We note further that, unlike Dr. Tobin who only examined Du Pont once, Dr. Peterson was Du Pont's treating physician, had performed two arthroscopic procedures on Du Pont's knee, and was quite familiar with the case. The court could properly give greater weight to his testimony. Metro also contends, however, that Dr. Peterson's August 31 letter is legally irrelevant. While it was written after the closure date, this does not in itself determine the relevance of its content. Dr. Peterson draws certain conclusions based on indicia apparent before the April 19 closing date. The statement that Du Pont "has had trouble with his knee twice since his surgery" references by implication Du Pont's February 25 office visit. Furthermore, the letter goes on to state:

I think that this man continues to have problems with his knees.
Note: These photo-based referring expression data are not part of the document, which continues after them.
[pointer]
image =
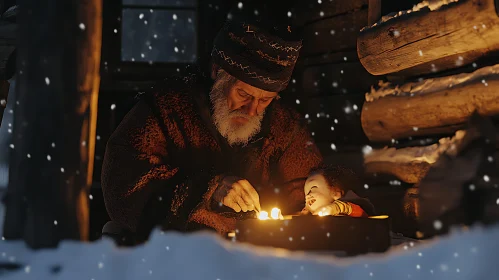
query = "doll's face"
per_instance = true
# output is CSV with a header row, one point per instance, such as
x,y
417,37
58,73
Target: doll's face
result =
x,y
318,193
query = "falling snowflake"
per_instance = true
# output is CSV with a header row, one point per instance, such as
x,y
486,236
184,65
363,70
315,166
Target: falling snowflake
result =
x,y
437,225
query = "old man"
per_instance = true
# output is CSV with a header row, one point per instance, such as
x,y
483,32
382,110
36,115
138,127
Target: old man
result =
x,y
199,154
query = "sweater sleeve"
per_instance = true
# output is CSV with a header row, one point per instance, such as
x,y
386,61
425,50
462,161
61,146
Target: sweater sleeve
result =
x,y
134,166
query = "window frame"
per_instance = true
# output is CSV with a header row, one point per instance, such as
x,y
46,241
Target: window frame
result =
x,y
113,68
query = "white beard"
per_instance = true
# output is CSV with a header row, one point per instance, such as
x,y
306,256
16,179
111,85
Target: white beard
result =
x,y
222,117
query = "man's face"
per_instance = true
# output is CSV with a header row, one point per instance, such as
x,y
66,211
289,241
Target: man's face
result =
x,y
239,110
318,193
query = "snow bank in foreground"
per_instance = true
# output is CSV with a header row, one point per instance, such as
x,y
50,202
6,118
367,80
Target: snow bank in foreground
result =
x,y
468,255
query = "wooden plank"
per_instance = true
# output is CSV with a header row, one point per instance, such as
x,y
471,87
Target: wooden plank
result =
x,y
429,107
54,122
337,79
333,34
310,11
452,36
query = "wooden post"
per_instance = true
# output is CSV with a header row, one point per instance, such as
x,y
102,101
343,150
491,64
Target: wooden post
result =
x,y
54,129
374,11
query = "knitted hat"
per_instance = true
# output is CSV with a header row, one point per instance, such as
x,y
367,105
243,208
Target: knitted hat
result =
x,y
257,50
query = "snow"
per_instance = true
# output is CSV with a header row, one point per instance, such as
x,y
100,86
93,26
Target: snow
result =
x,y
431,85
429,154
432,5
468,254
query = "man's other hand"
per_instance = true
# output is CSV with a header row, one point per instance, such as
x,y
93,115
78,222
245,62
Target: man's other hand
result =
x,y
237,194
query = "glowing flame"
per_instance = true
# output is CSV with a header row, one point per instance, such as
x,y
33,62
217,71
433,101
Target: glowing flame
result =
x,y
275,213
264,215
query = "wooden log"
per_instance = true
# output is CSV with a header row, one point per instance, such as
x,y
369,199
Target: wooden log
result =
x,y
430,107
333,34
428,41
54,128
310,11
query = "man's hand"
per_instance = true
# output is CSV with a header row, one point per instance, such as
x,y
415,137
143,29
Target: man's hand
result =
x,y
238,194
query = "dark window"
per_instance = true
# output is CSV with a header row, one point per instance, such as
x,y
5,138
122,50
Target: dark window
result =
x,y
159,31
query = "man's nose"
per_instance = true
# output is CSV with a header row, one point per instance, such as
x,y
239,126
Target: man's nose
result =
x,y
251,108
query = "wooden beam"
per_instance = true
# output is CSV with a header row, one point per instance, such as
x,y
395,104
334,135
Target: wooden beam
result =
x,y
54,128
430,107
310,11
348,77
333,34
449,37
374,11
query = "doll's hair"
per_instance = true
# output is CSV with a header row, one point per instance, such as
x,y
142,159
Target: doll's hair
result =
x,y
343,178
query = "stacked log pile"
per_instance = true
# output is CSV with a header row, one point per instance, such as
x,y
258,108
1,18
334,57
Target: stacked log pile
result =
x,y
431,56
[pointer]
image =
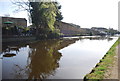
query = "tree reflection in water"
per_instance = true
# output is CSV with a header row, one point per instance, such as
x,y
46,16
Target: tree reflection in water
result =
x,y
43,58
40,60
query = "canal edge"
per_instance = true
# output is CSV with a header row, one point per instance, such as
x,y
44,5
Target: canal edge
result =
x,y
102,67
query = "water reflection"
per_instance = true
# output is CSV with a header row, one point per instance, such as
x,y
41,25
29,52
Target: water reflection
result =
x,y
42,59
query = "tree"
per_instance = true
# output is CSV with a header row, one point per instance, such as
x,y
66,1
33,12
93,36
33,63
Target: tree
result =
x,y
43,15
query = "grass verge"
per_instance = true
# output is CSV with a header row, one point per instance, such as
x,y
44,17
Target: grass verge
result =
x,y
97,74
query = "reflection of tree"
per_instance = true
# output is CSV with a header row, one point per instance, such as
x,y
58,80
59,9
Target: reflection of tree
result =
x,y
44,59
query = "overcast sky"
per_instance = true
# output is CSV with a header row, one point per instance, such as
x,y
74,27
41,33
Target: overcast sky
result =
x,y
86,13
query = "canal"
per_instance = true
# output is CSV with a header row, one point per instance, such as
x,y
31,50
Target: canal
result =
x,y
68,58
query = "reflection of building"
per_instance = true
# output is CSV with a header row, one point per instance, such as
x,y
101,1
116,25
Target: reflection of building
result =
x,y
19,22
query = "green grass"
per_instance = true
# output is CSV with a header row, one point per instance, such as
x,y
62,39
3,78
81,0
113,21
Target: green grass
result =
x,y
97,74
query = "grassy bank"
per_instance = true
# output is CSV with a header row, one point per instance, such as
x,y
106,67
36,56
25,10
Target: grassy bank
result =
x,y
98,72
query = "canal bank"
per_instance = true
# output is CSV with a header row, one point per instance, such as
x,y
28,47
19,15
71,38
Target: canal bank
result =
x,y
107,68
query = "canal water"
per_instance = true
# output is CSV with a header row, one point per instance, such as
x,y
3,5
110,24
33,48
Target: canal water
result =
x,y
68,58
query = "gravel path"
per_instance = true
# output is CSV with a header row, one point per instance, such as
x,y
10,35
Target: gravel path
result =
x,y
112,72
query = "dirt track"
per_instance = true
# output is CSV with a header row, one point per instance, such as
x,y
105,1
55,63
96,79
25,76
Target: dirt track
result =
x,y
114,71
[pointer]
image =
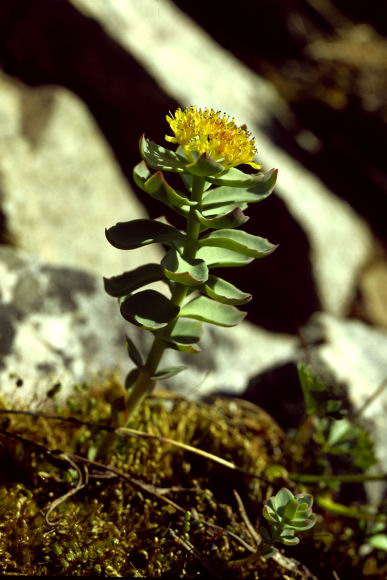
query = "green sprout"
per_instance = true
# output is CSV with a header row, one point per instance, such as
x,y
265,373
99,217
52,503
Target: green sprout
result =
x,y
209,147
286,515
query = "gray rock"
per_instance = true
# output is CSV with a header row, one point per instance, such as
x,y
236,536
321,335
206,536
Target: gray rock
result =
x,y
60,184
171,47
350,357
58,325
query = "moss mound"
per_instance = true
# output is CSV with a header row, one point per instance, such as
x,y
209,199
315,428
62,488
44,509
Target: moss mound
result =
x,y
154,509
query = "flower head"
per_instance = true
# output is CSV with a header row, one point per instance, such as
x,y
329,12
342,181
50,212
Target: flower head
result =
x,y
214,133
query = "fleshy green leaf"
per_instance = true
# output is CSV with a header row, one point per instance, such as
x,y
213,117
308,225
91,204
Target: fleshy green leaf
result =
x,y
130,281
302,525
290,509
378,541
207,310
261,182
157,187
223,291
204,166
190,272
149,309
290,540
131,378
141,232
280,500
232,219
219,196
240,242
188,179
133,352
222,258
159,158
213,211
167,373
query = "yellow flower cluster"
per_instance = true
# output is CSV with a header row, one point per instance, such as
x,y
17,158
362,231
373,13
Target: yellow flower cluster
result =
x,y
214,133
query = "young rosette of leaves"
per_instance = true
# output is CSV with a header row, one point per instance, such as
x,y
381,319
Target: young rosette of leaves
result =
x,y
286,514
213,197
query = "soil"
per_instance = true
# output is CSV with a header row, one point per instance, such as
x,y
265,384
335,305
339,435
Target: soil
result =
x,y
156,509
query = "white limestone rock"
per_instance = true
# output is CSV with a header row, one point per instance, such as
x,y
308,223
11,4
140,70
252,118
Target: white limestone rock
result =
x,y
60,184
57,324
194,69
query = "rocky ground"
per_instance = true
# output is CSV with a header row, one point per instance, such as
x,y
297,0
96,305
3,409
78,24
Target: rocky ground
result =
x,y
80,82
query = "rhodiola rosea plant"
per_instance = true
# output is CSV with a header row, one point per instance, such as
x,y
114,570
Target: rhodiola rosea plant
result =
x,y
213,198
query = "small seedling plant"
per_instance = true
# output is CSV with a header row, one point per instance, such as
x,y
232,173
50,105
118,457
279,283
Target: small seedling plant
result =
x,y
213,198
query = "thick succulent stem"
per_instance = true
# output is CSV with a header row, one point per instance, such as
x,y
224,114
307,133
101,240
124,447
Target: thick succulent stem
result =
x,y
144,384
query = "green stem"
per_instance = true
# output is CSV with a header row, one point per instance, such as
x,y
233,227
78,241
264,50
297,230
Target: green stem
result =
x,y
144,384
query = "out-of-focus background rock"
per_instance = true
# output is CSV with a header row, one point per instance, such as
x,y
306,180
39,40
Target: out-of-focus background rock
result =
x,y
82,79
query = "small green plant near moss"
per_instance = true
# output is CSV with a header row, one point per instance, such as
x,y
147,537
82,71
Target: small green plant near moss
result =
x,y
335,432
286,514
209,147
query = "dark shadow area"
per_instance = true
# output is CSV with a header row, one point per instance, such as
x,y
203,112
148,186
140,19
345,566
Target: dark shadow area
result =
x,y
328,97
277,305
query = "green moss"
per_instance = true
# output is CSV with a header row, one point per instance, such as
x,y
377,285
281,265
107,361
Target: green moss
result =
x,y
111,527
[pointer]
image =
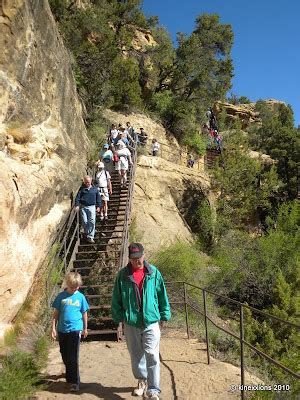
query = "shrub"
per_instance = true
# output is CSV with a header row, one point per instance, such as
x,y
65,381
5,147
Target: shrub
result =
x,y
19,377
181,261
21,134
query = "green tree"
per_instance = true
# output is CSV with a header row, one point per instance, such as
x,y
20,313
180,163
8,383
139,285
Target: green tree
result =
x,y
278,138
125,88
203,64
243,183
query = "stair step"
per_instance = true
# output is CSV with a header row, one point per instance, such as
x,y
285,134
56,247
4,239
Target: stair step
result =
x,y
92,246
103,307
93,260
102,332
105,319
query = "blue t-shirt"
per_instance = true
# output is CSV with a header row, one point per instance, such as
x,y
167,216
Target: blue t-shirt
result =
x,y
70,307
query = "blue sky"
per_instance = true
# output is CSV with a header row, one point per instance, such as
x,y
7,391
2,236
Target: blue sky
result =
x,y
266,49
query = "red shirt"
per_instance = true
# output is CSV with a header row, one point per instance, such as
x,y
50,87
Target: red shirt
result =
x,y
138,276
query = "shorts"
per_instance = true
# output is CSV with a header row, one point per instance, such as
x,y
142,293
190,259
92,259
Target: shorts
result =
x,y
104,194
122,164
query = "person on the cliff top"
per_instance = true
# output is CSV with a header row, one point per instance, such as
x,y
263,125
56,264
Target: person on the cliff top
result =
x,y
113,133
124,161
190,161
70,321
103,181
106,156
155,147
140,301
143,137
87,199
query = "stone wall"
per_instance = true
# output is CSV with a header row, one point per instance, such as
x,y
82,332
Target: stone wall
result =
x,y
43,144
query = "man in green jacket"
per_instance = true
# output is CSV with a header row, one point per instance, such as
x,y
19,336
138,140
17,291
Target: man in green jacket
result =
x,y
140,301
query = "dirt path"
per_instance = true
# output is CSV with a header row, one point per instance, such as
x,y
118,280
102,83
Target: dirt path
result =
x,y
106,373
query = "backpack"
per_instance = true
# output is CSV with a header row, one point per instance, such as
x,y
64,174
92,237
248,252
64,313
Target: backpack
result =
x,y
97,179
116,157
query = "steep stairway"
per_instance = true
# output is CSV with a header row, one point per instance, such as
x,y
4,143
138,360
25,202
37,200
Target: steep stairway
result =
x,y
98,263
211,157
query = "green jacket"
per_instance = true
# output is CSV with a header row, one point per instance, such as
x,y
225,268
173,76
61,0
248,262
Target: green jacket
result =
x,y
126,302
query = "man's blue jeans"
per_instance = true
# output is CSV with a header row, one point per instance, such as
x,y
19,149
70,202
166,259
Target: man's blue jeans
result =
x,y
88,218
143,347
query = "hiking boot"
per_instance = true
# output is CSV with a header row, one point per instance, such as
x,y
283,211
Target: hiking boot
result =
x,y
74,388
152,396
140,389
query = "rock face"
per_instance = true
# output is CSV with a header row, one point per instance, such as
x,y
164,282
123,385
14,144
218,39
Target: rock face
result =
x,y
160,190
245,113
163,197
43,143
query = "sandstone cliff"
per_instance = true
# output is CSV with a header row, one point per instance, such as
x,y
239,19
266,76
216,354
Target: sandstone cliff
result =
x,y
166,191
245,113
43,143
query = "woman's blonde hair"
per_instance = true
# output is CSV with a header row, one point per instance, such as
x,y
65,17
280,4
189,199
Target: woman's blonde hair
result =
x,y
73,279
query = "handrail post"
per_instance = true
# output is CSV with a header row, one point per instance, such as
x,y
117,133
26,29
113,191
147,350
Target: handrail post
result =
x,y
206,327
242,351
186,311
78,226
65,254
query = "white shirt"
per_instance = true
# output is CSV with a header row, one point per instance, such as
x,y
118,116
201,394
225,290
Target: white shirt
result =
x,y
155,146
102,178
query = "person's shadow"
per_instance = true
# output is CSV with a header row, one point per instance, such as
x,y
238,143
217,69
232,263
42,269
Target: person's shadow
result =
x,y
96,389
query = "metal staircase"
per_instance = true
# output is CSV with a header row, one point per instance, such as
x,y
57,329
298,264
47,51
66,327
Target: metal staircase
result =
x,y
98,263
211,157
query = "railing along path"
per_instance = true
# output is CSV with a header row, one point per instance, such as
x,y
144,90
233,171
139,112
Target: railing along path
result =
x,y
188,303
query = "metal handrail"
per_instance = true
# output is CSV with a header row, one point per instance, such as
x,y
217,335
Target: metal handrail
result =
x,y
125,232
239,337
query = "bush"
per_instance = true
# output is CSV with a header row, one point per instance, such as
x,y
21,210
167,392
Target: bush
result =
x,y
19,377
21,134
181,261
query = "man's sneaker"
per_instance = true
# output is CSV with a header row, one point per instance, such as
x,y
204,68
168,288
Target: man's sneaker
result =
x,y
140,389
74,388
153,396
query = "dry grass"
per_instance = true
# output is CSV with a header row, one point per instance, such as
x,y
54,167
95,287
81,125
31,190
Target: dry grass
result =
x,y
21,134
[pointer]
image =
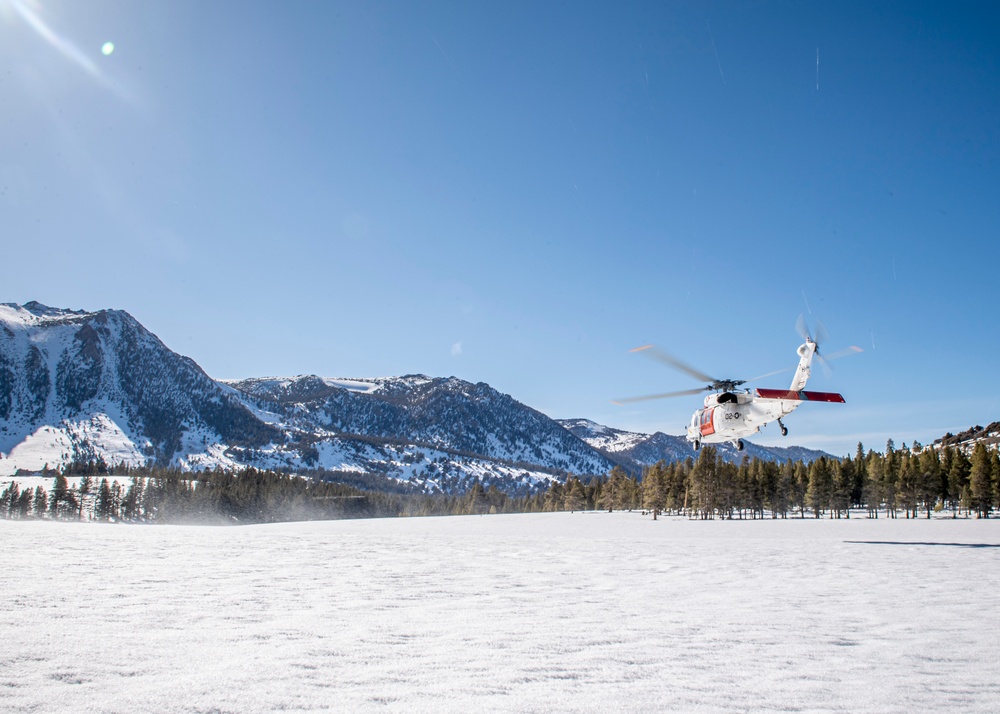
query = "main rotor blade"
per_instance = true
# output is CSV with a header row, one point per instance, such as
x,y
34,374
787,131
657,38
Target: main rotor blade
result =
x,y
671,361
666,395
852,350
770,374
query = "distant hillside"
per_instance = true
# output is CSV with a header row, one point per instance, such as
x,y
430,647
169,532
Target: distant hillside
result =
x,y
634,450
966,440
79,386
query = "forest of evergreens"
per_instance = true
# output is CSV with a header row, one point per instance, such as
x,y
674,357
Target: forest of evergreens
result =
x,y
911,482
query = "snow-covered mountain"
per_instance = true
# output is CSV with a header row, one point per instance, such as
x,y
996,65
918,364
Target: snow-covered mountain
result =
x,y
78,385
634,450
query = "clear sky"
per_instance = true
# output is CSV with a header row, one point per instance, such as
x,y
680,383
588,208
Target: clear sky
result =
x,y
520,192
I think that he probably should keep his claim open for another six months or so and at that time a closing examination could be performed.[5]

*479This constitutes relevant evidence in support of Dr. Peterson's conclusion that the condition was not fixed on April 19. Therefore, the trial court could properly draw such a conclusion from the evidence. See Edwards v. Department of Labor & Indus., 43 Wn. App. 480, 483, 717 P.2d 1377 (1986).

We do not agree with Metro that the letter was based on inadmissible hearsay from Du Pont's counsel. Rather, it was based on Du Pont's visits to Dr. Peterson, and the information gained from the visits is admissible under ER 803(a)(4).

We reject Metro's argument that Du Pont's solid work attendance record belies a claim that the knee condition was not fixed. This is no more relevant than Du Pont's argument that his condition was not fixed because he was unable to work. There is no particular nexus between an attendance record and the medical determination of whether his condition is settled, permanent, or fixed.

While the evidence does conflict, the trial court's determination on conflicting evidence is decisive, and this court cannot substitute its judgment for that of the trial court, even if we were of the opinion that the factual dispute should have been resolved the other way. Jacobs v. Brock, 73 Wn.2d 234, 238, 437 P.2d 920 (1968). As the reviewing court, we must determine only whether the evidence most favorable to the prevailing party supports the challenged findings. Xebek, Inc. v. Nickum & Spaulding Assocs., 43 Wn. App. 740, 742, 718 P.2d 851 (1986); North Pac. Plywood, Inc. v. Access Rd. Builders, Inc., 29 Wn. App. 228, 232, 628 P.2d 482, review denied, 96 Wn.2d 1002 (1981). Under this standard, we determine that there was substantial evidence to support the trial court's finding that Du Pont's condition was not fixed.

We decline to grant Du Pont's request for attorney's fees *480as this was not a frivolous appeal.

Affirmed.

Ringold, A.C.J., and Williams, J., concur.

Du Pont next saw Dr. Peterson on May 20, 1983, because of "a pop in knee” as well as swelling and pain. On October 4, 1983, Dr. Peterson also treated him for tendonitis in the knee.

The body of the letter stated in full:

"He has had trouble with his knee twice since his surgery. The most recent episode being around May 20.

"I think that this man continues to have problems with his knees. I think that he probably should keep his claim open for another six months or so and at that time a closing examination could be performed."

RCW 51.08.150 provides:

"'Permanent partial disability' means the loss of either one foot, one leg, one hand, one arm, one eye, one or more fingers, one or more toes, any dislocation where ligaments were severed where repair is not complete, or any other injury known in surgery to be permanent partial disability."

While the parties use the terms "palliative" and "curative" to discuss whether Du Pont's condition was fixed, a review of Washington case law does not disclose the use of these terms by the courts.

We note parenthetically that Dr. Peterson's request to ''keep [Du Pont's] *479claim open," while technically incorrect since the claim was already closed, only evidences his unfamiliarity with the relevant procedures and does not diminish his medical expertise.